In geometry, the Exeter point is a special point associated with a plane triangle. It is a triangle center and is designated as X(22) in Clark Kimberling's Encyclopedia of Triangle Centers. This was discovered in a computers-in-mathematics workshop at Phillips Exeter Academy in 1986. This is one of the recent triangle centers, unlike the classical triangle centers like centroid, incenter, and Steiner point.

==Definition==

The Exeter point is defined as follows.
- Let △ABC be any given triangle.
- Let the medians through the vertices A, B, C meet the circumcircle of △ABC at A', B', C' respectively.
- Let △DEF be the triangle formed by the tangents at A, B, C to the circumcircle of △ABC. (Let D be the vertex opposite to the side formed by the tangent at the vertex A, E be the vertex opposite to the side formed by the tangent at the vertex B, and F be the vertex opposite to the side formed by the tangent at the vertex C.)
- The lines through DA', EB', FC' are concurrent. The point of concurrence is the Exeter point of △ABC.

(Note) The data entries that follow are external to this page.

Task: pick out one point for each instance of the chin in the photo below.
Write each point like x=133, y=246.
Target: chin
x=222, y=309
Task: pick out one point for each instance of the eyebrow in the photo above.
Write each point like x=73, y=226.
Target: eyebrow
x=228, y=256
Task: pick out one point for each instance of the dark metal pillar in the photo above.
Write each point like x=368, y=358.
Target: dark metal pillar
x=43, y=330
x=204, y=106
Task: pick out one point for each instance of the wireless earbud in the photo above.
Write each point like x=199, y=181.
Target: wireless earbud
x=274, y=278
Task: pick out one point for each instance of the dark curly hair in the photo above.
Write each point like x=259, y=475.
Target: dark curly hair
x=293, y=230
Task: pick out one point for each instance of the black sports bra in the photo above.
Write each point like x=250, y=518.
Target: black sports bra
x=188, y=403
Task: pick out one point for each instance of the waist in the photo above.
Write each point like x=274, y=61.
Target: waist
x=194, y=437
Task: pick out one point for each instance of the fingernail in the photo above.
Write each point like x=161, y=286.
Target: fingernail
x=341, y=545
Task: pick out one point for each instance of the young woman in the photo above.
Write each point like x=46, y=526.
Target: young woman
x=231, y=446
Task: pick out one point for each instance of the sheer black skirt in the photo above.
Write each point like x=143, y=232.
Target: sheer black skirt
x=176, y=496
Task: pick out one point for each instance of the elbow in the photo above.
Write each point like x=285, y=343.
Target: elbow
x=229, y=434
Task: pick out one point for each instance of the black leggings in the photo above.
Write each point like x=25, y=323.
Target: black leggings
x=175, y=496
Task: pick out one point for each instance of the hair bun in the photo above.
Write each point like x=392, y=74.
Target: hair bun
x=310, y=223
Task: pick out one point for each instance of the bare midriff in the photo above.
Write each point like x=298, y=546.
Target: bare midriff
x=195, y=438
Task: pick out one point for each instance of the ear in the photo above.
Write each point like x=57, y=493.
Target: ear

Put succinctly, the Exeter point is the perspector of the circummedial triangle and the tangential triangle.

==Trilinear coordinates==
The trilinear coordinates of the Exeter point are

$$a(b^4 + c^4 - a^4) : b(c^4 + a^4 - b^4) : c(a^4 + b^4 - c^4)$$

==Properties==
- The Exeter point of triangle ABC lies on the Euler line (the line passing through the centroid, the orthocenter, the de Longchamps point, the Euler centre and the circumcenter) of triangle ABC. So there are 6 points collinear on a single line.